Unconstitu­tionality of the Removal of Abia CJ

Flowing from the above, the purported suspension of the Chief Judge of Abia State, Justice Theresa Uzokwe by the House of Assembly of the State on 26th January, 2018, without the prior recommenda­tion or input of the NJC can at best be described as an exercise of legislativ­e exuberance, and the consequent swearing in of Justice Obisike Orji as the Acting Chief Judge by the Executive Governor of the State, Governor Okezie Ikpeazu, was an act founded on unconstitu­tionality.
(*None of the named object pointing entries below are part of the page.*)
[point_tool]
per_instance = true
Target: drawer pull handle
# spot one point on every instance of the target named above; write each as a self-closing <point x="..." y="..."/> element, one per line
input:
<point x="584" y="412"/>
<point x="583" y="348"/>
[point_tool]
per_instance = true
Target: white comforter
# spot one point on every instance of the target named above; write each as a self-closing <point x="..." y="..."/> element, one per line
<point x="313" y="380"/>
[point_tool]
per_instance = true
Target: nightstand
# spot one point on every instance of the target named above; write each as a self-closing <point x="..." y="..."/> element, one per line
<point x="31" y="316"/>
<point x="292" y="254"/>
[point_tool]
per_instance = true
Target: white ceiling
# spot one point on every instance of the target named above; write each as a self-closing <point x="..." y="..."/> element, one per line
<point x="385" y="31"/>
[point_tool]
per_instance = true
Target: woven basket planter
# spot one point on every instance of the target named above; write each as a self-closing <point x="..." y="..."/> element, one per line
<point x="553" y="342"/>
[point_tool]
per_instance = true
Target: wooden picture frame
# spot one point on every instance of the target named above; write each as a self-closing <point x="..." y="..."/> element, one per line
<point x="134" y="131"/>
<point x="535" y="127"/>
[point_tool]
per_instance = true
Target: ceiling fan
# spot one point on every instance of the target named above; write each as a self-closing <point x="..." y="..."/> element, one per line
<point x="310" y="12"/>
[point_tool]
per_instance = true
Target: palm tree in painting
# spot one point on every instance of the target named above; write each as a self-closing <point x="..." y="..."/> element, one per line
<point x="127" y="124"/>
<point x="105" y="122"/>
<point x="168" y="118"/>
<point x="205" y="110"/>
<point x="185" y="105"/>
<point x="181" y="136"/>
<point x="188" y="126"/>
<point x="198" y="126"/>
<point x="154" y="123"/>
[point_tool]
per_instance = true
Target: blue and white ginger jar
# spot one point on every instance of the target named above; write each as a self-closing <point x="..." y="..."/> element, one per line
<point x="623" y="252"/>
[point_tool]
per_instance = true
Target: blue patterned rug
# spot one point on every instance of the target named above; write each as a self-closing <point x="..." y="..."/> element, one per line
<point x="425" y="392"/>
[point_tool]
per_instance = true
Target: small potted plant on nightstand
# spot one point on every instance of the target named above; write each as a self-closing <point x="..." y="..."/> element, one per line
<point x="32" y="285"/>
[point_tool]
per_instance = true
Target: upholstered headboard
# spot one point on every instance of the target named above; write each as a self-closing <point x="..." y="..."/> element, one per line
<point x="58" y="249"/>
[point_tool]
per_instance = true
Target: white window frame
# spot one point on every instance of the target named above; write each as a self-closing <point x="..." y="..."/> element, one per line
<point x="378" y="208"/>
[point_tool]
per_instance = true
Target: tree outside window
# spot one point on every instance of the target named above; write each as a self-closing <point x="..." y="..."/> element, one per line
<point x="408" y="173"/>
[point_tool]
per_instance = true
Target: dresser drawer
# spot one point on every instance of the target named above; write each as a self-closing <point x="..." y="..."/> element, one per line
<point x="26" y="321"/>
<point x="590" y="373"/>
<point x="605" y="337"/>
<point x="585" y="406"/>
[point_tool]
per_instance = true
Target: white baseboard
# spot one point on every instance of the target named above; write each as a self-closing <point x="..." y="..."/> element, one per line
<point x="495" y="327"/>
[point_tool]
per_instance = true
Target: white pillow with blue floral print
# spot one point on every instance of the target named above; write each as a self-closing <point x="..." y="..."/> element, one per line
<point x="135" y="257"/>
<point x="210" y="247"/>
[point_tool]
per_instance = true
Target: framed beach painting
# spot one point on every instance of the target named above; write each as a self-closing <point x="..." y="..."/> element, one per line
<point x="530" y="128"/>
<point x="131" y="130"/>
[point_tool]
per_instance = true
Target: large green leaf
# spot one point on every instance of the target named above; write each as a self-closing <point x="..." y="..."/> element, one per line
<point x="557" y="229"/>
It is in this wise that the NJC, on 31st January, 2018, rightly declared the purported suspension of the Chief Judge, Justice Uzokwe, as unconstitu­tional, null and void, and the subsequent swearing in of Justice Orji as Acting Chief Judge, as invalid and unconstitu­tional, and further that such act was capable of raising potential questions of misconduct.

Conclusion

Thus, it will be safe to say that following the provisions of the Constituti­on by virtue of by the sections 6(2), 292(1a) and paragraph 21(c) (d) (f) Part 1of the Third Schedule to the Constituti­on, and the decision of the Supreme Court in the above cited case, the NJC is the only body, vested with the exclusive powers by law to exercise disciplina­ry control over Heads of Court (Chief Justices/Chief Judges) and other judicial officers and not by any token, the President or Governor of a State or House of Assembly of a State. The executive and legislativ­e organs of government, do not have the power or authority to discipline, suspend, sack or remove a judicial officer unless upon prior recommenda­tion by the NJC.